Consider the following: mainstream liberals say “trust the science, trust the facts.” Take big Pharma, for instance. Yes, it gives us life-saving vaccines, albeit often with government involvement and cajoling. But it also gives us the absolutely devastating and ongoing opioid epidemic. Is it really a wonder that medical conspiracy theories are flourishing, especially when the epidemic hits poor, rural areas the hardest, the exact places that feel most distant from the professional world and its glittering successes?

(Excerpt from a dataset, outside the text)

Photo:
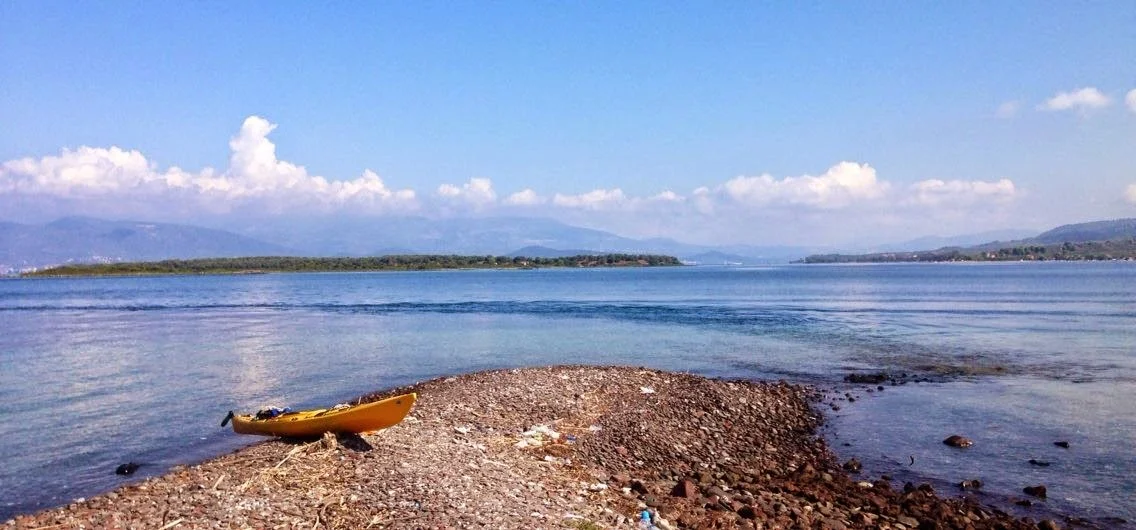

Vaccine opposition is stupid. But professional class liberals, however well-intentioned, are the least qualified people to deliver this message. “Trust the science”, coming from well-off experts and comfortable elites, tends to sound indistinguishable from “trust the status quo.” No surprise this message doesn’t work. And you see this more broadly in much of the liberal world’s reaction to Trump, where professional class liberals are constantly flirting with turning the Democratic Party into an updated version of the mid-20th century Republican Party--well-heeled, complacent, defending the status quo, and lecturing the less well off to trust their betters. $200,000 income, whole-foods shopping people with good jobs lecturing struggling "deplorables" is a recipe for electoral loss. And I’m saying this as someone on the left.
Let this fact sink in: the poorest Congressional districts across America are all heavily Republican. The wealthiest are all heavily Democratic.
A key takeaway? To win back working class voters of all races, and turn out working class people who are apolitical or dejected, you need people from their communities to speak to them and deliver a populist economic message. Clueless outsiders can’t do it, especially not when they are focused, as the professional class so often is, on identity symbolism and policing language norms. There is a growing body of research backing up this point.